# Shrimp



## Vinny (Aug 1, 2007)

I have decided to convert my 10 gallon into a shrimp tank.  I currently have Red Cherry Shrimp, although I want to start to accumulated Tiger, Bee, Crystal Red, Amano, Bamboo shrimp, among others. 

I have checked out Frank's aquarium, although their shipping is very expensive, as well as their livestock... Can anyone recommend a website where they have a decent selection of shrimp, are reputable, and are decently priced? It seems to be hard to find one, hehe. Thanks.

Or, if you are a breeder and have some shrimp for sale... let me know.


----------



## jones57742 (Sep 8, 2007)

Vi:

I have had good luck with this feller on fish.

He sold me fish which were previously but not currently advertised subsequent to my emailing him.

He has previously advertised additional shrimp.

TR


----------



## Guest (Oct 15, 2007)

IMO I wouldn't put all those in a 10g.  Maybe just choose 2 species and have them. If the tank were larger, then more species would be recommended. Full grown Amanos will sometimes eat baby shrimp of other species. Another thing with having more than one species is that Red Cherry Shrimp will definitely reproduce quickly if conditions are right, so you will soon be up to your ears with them. 

I recommend just getting some Tiger or Bee shrimp to add with the RCS.

Aquabid has a few sellers of some shrimp (mainly Tiger and sometimes Amanos). Franks shipping is high but I highly recommend him. He has excellent customer service, great stock, and he's really nice. 

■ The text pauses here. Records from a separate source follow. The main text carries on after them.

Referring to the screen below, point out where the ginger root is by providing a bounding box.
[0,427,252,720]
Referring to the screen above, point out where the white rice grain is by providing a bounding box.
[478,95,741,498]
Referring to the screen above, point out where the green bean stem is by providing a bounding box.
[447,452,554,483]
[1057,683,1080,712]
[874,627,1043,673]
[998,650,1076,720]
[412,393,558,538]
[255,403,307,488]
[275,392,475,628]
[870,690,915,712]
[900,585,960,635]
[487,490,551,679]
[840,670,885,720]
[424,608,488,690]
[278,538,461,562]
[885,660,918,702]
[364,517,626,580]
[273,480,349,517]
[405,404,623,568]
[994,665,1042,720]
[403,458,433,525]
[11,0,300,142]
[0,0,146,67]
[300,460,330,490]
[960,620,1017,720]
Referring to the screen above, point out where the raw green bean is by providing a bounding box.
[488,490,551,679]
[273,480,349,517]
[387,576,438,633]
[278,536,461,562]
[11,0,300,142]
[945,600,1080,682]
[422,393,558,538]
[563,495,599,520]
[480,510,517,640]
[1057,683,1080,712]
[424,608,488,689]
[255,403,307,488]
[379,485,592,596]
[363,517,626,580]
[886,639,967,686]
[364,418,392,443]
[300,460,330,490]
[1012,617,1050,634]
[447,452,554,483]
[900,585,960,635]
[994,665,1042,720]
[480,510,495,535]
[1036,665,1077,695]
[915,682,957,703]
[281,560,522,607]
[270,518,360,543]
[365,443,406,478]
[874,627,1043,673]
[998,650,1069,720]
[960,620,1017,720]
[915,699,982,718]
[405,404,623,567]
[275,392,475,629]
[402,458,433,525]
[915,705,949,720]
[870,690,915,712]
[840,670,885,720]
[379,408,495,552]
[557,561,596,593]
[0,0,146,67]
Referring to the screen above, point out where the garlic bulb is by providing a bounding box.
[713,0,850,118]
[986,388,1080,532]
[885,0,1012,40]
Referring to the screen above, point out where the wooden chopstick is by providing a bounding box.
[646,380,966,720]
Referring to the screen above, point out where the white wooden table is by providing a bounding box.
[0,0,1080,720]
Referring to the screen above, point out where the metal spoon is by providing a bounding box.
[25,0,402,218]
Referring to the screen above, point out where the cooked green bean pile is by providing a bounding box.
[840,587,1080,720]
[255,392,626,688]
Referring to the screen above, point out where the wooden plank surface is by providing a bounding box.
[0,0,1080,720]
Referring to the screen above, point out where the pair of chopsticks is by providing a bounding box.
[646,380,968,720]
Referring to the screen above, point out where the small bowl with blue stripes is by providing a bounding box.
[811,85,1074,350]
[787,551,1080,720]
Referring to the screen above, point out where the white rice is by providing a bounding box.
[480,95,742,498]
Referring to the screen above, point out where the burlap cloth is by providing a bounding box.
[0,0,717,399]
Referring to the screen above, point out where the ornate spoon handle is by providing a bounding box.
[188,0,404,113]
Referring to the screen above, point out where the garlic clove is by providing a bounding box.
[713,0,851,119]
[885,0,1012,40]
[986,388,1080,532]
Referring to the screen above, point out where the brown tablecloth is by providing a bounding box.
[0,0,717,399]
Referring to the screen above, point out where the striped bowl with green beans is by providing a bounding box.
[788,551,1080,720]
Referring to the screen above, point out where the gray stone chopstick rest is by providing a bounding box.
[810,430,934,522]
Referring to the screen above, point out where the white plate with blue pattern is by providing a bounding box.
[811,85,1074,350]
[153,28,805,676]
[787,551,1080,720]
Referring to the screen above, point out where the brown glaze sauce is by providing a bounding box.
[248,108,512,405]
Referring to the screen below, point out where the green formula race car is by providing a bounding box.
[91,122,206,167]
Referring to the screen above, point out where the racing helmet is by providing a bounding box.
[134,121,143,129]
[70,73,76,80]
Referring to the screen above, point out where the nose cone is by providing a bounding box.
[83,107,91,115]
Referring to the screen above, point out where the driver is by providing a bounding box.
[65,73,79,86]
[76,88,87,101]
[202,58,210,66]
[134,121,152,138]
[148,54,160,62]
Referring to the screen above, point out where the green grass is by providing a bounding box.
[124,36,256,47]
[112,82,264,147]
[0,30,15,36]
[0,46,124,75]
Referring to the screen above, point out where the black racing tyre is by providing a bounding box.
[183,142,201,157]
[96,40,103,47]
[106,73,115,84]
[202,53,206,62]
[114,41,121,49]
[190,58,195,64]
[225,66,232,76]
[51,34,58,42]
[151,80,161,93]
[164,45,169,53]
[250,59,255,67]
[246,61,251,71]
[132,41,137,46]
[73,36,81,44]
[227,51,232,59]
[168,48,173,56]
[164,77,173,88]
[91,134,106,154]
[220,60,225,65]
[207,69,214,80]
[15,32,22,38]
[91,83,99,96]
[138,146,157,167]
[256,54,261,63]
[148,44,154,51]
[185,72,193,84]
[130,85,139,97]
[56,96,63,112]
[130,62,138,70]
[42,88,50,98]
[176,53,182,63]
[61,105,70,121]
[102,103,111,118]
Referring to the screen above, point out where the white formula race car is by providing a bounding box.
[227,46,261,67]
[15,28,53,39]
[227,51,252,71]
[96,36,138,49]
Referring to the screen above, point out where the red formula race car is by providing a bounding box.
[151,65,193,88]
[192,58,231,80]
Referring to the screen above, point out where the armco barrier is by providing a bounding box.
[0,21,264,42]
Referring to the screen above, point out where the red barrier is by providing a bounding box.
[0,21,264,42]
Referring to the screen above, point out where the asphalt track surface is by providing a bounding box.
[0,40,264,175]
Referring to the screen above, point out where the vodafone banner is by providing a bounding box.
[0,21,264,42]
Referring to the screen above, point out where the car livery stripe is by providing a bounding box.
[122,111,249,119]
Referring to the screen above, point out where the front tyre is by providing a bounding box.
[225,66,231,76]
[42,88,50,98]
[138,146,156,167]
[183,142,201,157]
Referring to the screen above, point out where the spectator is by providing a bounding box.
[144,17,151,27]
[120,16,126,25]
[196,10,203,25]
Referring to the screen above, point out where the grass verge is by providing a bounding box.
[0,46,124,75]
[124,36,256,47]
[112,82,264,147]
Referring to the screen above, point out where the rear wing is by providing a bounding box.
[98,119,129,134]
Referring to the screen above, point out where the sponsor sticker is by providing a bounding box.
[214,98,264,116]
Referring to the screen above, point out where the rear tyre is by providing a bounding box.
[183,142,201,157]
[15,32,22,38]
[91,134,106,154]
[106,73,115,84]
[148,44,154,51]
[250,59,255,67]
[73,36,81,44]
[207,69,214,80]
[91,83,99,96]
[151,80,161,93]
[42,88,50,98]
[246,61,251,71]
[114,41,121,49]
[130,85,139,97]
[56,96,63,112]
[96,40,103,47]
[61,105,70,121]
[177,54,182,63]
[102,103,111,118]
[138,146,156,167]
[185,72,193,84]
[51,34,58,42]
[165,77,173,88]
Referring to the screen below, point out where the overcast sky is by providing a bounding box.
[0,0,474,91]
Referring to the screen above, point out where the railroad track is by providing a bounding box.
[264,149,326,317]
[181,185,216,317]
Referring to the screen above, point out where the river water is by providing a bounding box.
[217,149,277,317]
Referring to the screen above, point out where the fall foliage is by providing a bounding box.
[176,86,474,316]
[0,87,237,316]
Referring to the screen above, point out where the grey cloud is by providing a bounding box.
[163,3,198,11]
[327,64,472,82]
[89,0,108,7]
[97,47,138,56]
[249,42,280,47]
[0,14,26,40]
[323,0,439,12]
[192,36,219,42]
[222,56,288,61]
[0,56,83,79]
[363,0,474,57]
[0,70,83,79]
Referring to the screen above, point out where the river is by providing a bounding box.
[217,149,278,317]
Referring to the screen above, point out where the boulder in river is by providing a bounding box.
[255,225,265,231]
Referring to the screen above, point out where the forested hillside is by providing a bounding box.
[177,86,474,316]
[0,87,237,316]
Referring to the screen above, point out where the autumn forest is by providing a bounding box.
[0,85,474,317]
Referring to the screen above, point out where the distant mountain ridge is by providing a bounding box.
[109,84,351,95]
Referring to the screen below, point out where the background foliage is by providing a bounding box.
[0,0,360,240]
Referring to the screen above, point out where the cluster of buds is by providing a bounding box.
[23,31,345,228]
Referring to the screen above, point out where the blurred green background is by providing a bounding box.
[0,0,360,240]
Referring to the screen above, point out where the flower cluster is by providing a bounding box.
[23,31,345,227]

If you check out USPS.com and see how long priority mail would take. He is in NY, so it probably wouldn't take but 2 or 3 days and he may be ok with that, although live arrival wouldn't be guaranteed (he packs fish/shrimp really well though).


----------



## Vinny (Aug 1, 2007)

Hehe, I actually just found on the planted tank forums a great deal, 30 RCS for 25 dollars.  

I'm thinking of placing 15 shrimp in one ten gallon, and 15 shrimp in another. Would there be room in a 10 gallon tank, for a total of roughly 30 shrimp (alone) ?


----------



## Guest (Oct 15, 2007)

I think there would be room for 30, but thats probably the most I'd have in 1 10g tank. And you have to keep in mind that they will reproduce....especially the RCS, so you'll need to have enough room or another tank for babies as well.


----------



## neilfishguy (Oct 7, 2007)

30 shrimp in a 10g would be scarce in my opinion!in my 10g i probablly have 100. I started with 12 4 months ago or so and now I trade them in for credit at the LFS. 

In a tank that big 2 species of shrimp would be good probbably not any more.


----------